Diese Verschiebung spiegelt sich in einer Bedeutungsverschiebung der auf Angst bezogenen Sprache der Tugend wieder. Die Verwendung von Begriffen wie „Memme“ oder „Feigling“ ist nur noch im zwischenmenschlichen und sozialen Bereich konsistent mit einer „sittlichen Überlegenheit“ des Sprechers, etwa beim Anprangern von mangelnder Zivilcourage oder Unaufrichtigkeit. Hingegen wird beispielsweise einem Kind, das seinen Spielkameraden als Feigling bezeichnet, der sich nicht traut, über den Bach zu springen, Verständnis nahegelegt, und und wenn ich die reiseunwilligen Musiker Feiglinge nenne, spricht das in den Augen Vieler eher gegen mich als gegen die sensiblen Künstler.
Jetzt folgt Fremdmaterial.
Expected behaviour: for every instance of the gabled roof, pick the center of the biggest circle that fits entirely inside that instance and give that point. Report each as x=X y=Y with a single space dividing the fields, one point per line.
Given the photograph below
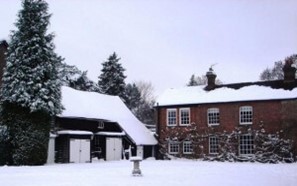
x=223 y=94
x=80 y=104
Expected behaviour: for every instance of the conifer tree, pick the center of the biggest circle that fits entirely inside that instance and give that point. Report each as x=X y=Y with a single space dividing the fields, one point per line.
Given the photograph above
x=112 y=78
x=31 y=90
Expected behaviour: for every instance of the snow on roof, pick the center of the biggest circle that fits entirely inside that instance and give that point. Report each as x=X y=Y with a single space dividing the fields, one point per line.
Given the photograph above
x=99 y=106
x=75 y=132
x=197 y=95
x=111 y=133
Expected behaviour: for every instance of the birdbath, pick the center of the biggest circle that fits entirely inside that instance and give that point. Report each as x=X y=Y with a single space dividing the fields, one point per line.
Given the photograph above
x=136 y=170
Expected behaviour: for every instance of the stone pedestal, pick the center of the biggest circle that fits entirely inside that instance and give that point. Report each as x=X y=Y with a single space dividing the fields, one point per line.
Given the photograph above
x=136 y=170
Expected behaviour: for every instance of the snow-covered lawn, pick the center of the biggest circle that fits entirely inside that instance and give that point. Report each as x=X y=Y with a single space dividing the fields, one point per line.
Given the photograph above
x=163 y=173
Eine Absolutsetzung des Gefühls und die damit verbundene Verschiebung in der Sprache der Tugend ist in allen Berufsgruppen, Regionen, sozialen Schichten und Regionen anzutreffen, wenn auch nicht in allen Mileus in gleichem Ausmaß. Unter, sagen wir, Fußballern oder Dachdeckern sicherlich eher weniger. Es geht um so gefühliger zu, je mehr Kunst und Kultur, je mehr Bio, irgendwie links, offen für Esoterik und Psychotherapie, auch je mehr beruflich abgesichert.
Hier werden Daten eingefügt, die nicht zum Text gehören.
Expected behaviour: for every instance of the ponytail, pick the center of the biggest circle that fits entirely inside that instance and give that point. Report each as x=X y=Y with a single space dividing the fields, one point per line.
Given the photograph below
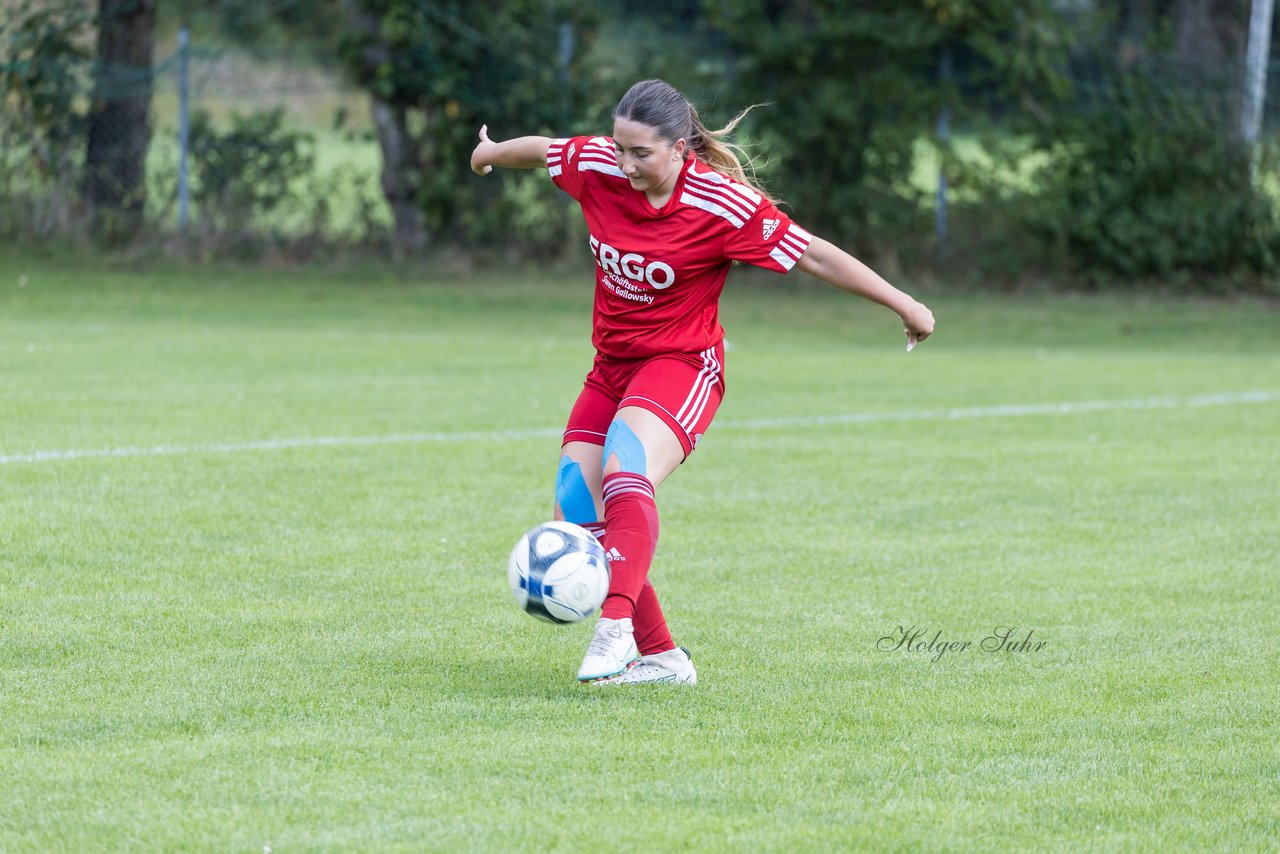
x=713 y=149
x=661 y=106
Beim klassischen Musiker im öffentlichen Dienst ist möglicherweise die heftigste Kombination von Risikofaktoren anzutreffen. Einerseits das professionell austrainierte In-sich-hineinhorchen nicht nur im Dienste des innigsten Ausdrucks, sondern auch der optimalen Pflege subtilster Körperfunktionen, andererseits (nach Ablauf der Probezeit) die Lebenszeitstelle mit gewerkschaftlich erkämpften Dienstplänen. Gar nicht so leicht, da noch argumentativ erreichbar zu bleiben und die Angst zu überwinden.